Rust config example:
use uni_db::UniConfig;
let mut config = UniConfig::default();
config.cache_size = 500_000_000; // Cache topology for fast expansion
let db = Uni::open("./rag_data")
.config(config)
.build()
.await?;
3. Data Ingestion¶
With Uni-Xervo auto-embedding, you don't need to pre-compute embeddings externally. Configure an embedding alias in your vector index and Uni generates embeddings automatically on insert:
-- Create index with auto-embedding
CREATE VECTOR INDEX chunk_embed FOR (c:Chunk) ON (c.embedding)
OPTIONS {
metric: 'cosine',
embedding: {
alias: 'embed/default',
source: ['text'],
batch_size: 64
}
}
-- Insert text — embedding generated automatically
CREATE (c:Chunk {id: 'c1', text: 'Function verify() checks signatures.'})
Alternatively, you can pre-compute embeddings externally or via the Uni-Xervo runtime directly:
let xervo = db.xervo()?;
let embeddings = xervo.embed("embed/default", &["Function verify() checks signatures."]).await?;
For bulk import, use JSONL with either pre-computed embeddings or rely on the auto-embed pipeline:
# With pre-computed embeddings
# chunks.jsonl: {"id": "c1", "text": "Function verify() checks signatures.", "embedding": [...]}
# Without embeddings (auto-generated if index has embedding config)
# chunks.jsonl: {"id": "c1", "text": "Function verify() checks signatures."}
uni import support-bot \
--papers chunks.jsonl \
--citations relations.jsonl
4. Querying (GraphRAG)¶
This single query performs the entire retrieval pipeline:
- Vector Search: Finds the top 5 relevant text chunks.
- Graph Expansion: Finds entities mentioned in those chunks.
- 2nd Hop: Finds other chunks that mention those entities (expanding context).
// 1. Vector Search for relevant chunks
CALL uni.vector.query('Chunk', 'embedding', $user_query_vector, 5)
YIELD node AS primary_chunk, distance
// 2. Find connected Entities (e.g., "verify function")
MATCH (primary_chunk)-[:MENTIONS]->(topic:Entity)
// 3. Find other chunks mentioning these topics (Context Expansion)
MATCH (related_chunk:Chunk)-[:MENTIONS]->(topic)
WHERE related_chunk.id <> primary_chunk.id
// 4. Return unique relevant text blocks
RETURN DISTINCT
primary_chunk.text AS main_answer,
topic.name AS related_concept,
related_chunk.text AS additional_context,
distance
ORDER BY distance ASC
LIMIT 10
5. Generation with Retrieved Context¶
With Uni-Xervo's generation API, you can close the RAG loop entirely within Uni — retrieve context via graph+vector queries, then pass it to an LLM:
use uni_db::xervo::{Message, GenerationOptions};
// 1. Retrieve context (from the GraphRAG query above)
let context_rows = db.query_with(
"CALL uni.vector.query('Chunk', 'embedding', $q, 5) YIELD node, distance
MATCH (node)-[:MENTIONS]->(topic:Entity)
RETURN node.text AS chunk, topic.name AS entity, distance"
)
.param("q", "how does verify() work?")
.fetch_all()
.await?;
// 2. Build context string from results
let context: String = context_rows.iter()

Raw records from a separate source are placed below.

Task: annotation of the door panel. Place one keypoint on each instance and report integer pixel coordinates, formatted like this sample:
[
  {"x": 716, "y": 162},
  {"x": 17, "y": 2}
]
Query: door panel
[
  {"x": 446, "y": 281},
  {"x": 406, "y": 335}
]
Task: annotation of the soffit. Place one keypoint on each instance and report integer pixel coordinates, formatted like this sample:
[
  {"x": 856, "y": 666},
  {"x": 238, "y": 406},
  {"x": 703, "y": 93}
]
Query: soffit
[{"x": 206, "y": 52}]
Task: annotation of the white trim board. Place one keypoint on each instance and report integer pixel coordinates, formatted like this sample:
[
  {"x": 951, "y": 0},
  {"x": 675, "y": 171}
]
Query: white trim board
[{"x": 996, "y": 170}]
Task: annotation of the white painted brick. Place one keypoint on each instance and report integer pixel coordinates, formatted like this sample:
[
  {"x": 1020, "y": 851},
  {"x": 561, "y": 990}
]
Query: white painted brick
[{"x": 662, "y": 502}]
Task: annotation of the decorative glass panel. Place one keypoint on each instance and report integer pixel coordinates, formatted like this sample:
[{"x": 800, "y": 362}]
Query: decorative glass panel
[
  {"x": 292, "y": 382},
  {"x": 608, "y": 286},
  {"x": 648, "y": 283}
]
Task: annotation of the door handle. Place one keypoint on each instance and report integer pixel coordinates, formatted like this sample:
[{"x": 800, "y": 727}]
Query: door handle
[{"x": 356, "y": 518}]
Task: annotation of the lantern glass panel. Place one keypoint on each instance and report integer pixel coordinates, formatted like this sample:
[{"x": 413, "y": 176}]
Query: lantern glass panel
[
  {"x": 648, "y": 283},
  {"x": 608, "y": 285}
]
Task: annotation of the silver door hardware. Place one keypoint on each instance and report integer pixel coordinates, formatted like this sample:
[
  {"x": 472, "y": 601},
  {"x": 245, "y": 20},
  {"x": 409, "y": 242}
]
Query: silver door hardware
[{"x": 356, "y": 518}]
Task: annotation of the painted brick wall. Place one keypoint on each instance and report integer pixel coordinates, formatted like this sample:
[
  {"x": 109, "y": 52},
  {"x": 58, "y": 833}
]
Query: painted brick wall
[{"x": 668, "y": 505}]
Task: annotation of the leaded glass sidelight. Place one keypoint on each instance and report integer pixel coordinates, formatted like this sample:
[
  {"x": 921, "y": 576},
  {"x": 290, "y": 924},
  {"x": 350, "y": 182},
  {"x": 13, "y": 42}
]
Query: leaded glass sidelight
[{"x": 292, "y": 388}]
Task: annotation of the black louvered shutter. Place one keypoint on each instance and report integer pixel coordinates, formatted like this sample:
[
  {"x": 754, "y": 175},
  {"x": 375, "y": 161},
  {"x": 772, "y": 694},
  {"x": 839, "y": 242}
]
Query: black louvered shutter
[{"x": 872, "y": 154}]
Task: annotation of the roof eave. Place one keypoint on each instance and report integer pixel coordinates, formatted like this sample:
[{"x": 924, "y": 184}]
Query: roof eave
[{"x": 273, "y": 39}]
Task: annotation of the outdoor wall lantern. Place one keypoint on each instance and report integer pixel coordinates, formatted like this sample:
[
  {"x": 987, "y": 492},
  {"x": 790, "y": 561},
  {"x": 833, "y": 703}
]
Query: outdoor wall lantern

.map(|r| r.get::<String>("chunk").unwrap())
.collect::<Vec<_>>()
.join("\n\n");
// 3. Generate answer using Uni-Xervo
let xervo = db.xervo()?;
let result = xervo.generate("llm/default", &[
Message::system("Answer using only the provided context."),
Message::user(&format!("Context:\n{context}\n\nQuestion: how does verify() work?")),
], GenerationOptions::default()).await?;
println!("{}", result.text);
Key Advantages¶
- Speed: No network round-trip between Vector DB and Graph DB. The join happens in-memory via the adjacency cache.
- Simplicity: Just one Docker container (or embedded binary) to manage.
- Precision: We filter vector noise using graph structure (only chunks related to specific entities).